You see it? In the Atom version, the blank line in the glossary entry (the “title” attribute on a link) somehow makes your Atom generator insert <p> and </p> tags inside the title attribute, which is absolutely positively non-legal and unhappy.

That’s why it renders wackily in newsreaders - it’s bad HTML, but only in the Atom version. The bogus tags aren’t in the version you see in a browser, so I suspect a bug in the Atom generator. Since carriage returns in glossary entries are the biggest trigger, that’s where I was focusing, but I suppose it could come up in other situations.

—Matt

Hi Lambert, I am concerned

Hi Lambert,

I am concerned about your recent decision to allow only registered users to post comments. I think it will really cut down on new readers coming to Corrente, and that’s a shame, because you have a lot to offer. I actually registered in order to send you this note (though I really didn’t want to have to do that!).

Here’s why I hesitate to sign up as registered user of any newspaper, blog, website, etc.:

1) I’m not that good at the technical stuff so I am hesitant to sign up and give away my anonymity. I don’t really understand the ins and outs of blogging, and I want to protect myself and family from unpleasant contact, the selling of my e-mail address. I like the anonymity, sometimes use different names to post stuff, but have made a personal commitment to never abuse other readers or their trust.

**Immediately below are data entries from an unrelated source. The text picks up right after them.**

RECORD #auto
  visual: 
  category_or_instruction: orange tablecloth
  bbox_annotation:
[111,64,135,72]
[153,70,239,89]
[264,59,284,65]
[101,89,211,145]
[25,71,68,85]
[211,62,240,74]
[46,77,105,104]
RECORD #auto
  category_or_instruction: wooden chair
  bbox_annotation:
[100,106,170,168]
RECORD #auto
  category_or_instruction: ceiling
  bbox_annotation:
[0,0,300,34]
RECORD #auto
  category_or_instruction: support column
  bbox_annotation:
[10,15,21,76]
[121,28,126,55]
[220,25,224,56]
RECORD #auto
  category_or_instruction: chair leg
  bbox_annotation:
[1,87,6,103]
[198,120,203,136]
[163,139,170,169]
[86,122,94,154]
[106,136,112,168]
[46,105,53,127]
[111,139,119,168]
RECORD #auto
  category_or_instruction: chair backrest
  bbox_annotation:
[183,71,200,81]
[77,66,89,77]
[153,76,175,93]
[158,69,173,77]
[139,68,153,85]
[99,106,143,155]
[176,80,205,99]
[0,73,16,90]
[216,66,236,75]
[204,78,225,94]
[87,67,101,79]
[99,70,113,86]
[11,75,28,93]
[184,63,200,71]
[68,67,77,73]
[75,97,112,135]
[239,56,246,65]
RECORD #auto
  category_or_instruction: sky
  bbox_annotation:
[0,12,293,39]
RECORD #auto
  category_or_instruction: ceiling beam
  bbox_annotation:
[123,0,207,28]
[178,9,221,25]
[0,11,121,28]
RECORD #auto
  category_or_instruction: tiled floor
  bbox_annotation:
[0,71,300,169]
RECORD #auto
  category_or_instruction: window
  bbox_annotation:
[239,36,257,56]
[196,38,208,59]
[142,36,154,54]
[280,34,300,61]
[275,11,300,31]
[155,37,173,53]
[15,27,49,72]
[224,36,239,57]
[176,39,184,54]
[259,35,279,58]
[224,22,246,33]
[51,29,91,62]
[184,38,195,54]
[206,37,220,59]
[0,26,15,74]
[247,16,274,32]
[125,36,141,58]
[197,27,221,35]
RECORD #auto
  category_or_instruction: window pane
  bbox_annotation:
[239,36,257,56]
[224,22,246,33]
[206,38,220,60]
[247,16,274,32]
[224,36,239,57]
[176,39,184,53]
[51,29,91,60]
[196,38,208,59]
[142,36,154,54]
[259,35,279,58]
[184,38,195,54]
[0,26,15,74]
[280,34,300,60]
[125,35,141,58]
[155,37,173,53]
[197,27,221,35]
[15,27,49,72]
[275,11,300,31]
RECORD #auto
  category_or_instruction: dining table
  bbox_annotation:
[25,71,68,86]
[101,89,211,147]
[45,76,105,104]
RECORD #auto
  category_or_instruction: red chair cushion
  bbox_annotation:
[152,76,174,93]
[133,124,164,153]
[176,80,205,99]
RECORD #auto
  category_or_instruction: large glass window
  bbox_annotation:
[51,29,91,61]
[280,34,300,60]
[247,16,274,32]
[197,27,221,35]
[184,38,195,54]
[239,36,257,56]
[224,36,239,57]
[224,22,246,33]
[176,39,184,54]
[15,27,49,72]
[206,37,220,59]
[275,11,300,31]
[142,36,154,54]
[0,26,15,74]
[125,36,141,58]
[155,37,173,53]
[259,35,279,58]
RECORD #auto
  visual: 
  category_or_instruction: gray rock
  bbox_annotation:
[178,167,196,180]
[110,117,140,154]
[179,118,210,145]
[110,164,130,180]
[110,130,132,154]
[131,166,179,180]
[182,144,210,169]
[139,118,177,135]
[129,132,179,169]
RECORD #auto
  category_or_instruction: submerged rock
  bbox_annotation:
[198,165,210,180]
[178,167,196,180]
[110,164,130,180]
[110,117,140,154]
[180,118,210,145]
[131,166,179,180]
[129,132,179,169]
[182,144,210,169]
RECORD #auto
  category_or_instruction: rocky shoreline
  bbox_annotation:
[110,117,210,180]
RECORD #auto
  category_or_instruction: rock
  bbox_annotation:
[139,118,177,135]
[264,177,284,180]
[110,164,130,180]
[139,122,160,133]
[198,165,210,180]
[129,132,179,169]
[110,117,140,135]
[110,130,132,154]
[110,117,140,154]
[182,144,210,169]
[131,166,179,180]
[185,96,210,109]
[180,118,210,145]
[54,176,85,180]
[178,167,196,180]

2) I don’t consider myself a “member” of a blog, don’t have the commitment to register to each blog I read, etc. Yet when I do comment, it’s generally respectful. I take my cues from the tone and content of the blog I’m looking at. So if you keep the level of discourse civil and informed here, won’t most of the commenters follow your lead? Personally, I avoid any blog whose readers attack one another, use profanity, etc.

3) I initially started reading at Corrente BECAUSE it allowed me the occasional comment. Now, I’m more or less a regular reader and willing (thought reluctant) to register. But for the first few months I wouldn’t have bothered to register. And let’s face it, most people get more engaged if they do more than just read. Most people like a little back and forth. But they want to get to know their love interest before moving in.

So please reconsider the registered user only policy. Thanks.

I don't have the time or the energy to filter the crap right now

dana b:

Thanks for your note, and I hear you.

However, the checks I get from the Hillary campaign and George Soros don’t compensate for the aggravation of being on call during my waking hours. I feel like a furnace filter must feel when it needs to be changed.

I know the risks, but there you are. The shitstorm died down at Digby’s, at which point she re-opened. No doubt the same will happen here.

[x] Any (D) in the general. [ ] Any mullah-sucking billionaire-teabagging torture-loving pus-encrusted spawn of Cthulhu, bless his (R) heart.

Corrente and Privacy

For what it’s worth, Dana B, one of the big issues for Corrente is privacy, so I don’t think you should worry about your email address being sold or revealed.

Yahoo has free email...

… and all we need it for is as a point of contact for administrative functions like password renewal.

An email address is a pretty weak form of identity. You probably should be a lot more worried about our friends in the Stasi NSA than about us.

[x] Any (D) in the general. [ ] Any mullah-sucking billionaire-teabagging torture-loving pus-encrusted spawn of Cthulhu, bless his (R) heart.

Asking registration to comment is reasonable

No one would be offended at being asked to identify themselves before someone opens their door, we’d just chalk it up to reasonable caution. Same thing with a blog, which to my mind is very like being allowed into a discussion group in someone’s living room. No one has a “right” to be admitted and everyone should expect to behave and be treated with at least minimally civilized behavior.

That, and IMHO anyone too lazy to take the time to register is also unlikely to put enough effort into their comment to make it worth reading. Call me an elitist, but fewer comments with a higher level of content is a fair tradeoff. On the other hand I don’t have to worry about traffic numbers so keeping my nose in the air comes without any personal cost.

You’re doing fine with this matter, Lambert; stick with your own best judgment.